Test Data Generation

test-data-generation250x250There are many areas of application development and implementation where data plays a significant role. When you’re building and testing your application, you’ll invariably hit the question of where to get good data (and by that, I also mean bad data) in sufficient volume that will allow you to test both the functionality of your application and its ability to adequately handle your anticipated volume of data in a timely manner.

In this article, we’ll take a look at the challenges faced, and the different techniques that are employed for provisioning data for both development and testing purposes. We’ll also take a look at the auto-generation of test data and how this can help.

There are a number of solutions to acquiring test data including, but not limited to, the following: –

  • Use production data
  • Use obfuscated production data
  • Use existing test data
  • Create new test data that is specifically for testing your application
  • Auto-generate test data

You may  be looking to use a number of these techniques, depending on where you are in the life cycle of your project.

Production Data

In the most part, the use of production data should be a non-starter.
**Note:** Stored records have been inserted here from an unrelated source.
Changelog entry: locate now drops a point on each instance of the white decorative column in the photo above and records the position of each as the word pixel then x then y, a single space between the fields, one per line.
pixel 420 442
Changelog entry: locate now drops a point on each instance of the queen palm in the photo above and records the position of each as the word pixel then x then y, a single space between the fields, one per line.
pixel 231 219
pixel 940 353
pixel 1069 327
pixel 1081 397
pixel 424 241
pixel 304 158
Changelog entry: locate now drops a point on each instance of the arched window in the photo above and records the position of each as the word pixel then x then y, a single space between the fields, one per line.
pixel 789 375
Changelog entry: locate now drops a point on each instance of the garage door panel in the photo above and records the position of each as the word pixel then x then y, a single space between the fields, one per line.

As convenient as it may seem, there are some good reason why you should not do this. The exception to this rule may be when your application enters the User Acceptance Testing (UAT) phase and where your users may want to test and accept your product using real data. You should, however, exercise great caution when doing this, so that your data and third-parties are protected.

There will, of course, be some strong cases put forward as to why you need to use production data during both your development and testing phases. Data migration may be one of the scenarios where the case for this is strongly argued. Whatever decision you take, you should exercise extreme caution and afford this test data all of the luxuries that you would to your real production data.

Reasons not to use Production Data

Here are just some of the reasons why you may want to reconsider your plan to use your production data during your development and testing phases.

  • Data Protection

Your development and test systems are unlikely to come under the same scrutiny or have the same protection as your production systems.

A number of recent and high-profile losses of data by Software as a Service (SaaS) vendors have not been cause by their production servers being hacked. They have been caused by the penetration of lesser-protected systems; which just happened to have a copy of production data.

  • Data Privacy

Your data is confidential. Should your developers and testers have access to this data? Do you allow them this privilege to your real production data?

  • Unforeseen Consequences

What unforeseen consequences may result from your use of production data? Will you inadvertently send test Emails to your customers during the testing of your application’s Email functionality?

Obfuscated Production Data

Obfuscated production data is exactly how it sounds. It is still your production data; however, it has now been obfuscated, usually de-personalising the data in some way. Is this good enough? Often, not.

It takes a lot of effort to obfuscate data, so this often results in poor obfuscation. Some values may be so lightly obfuscated that you can easily determine the original data, whilst other values may simple be removed, or replaced with garbage. These latter obfuscations may be good for your negative testing; however, they are of little use for anything else.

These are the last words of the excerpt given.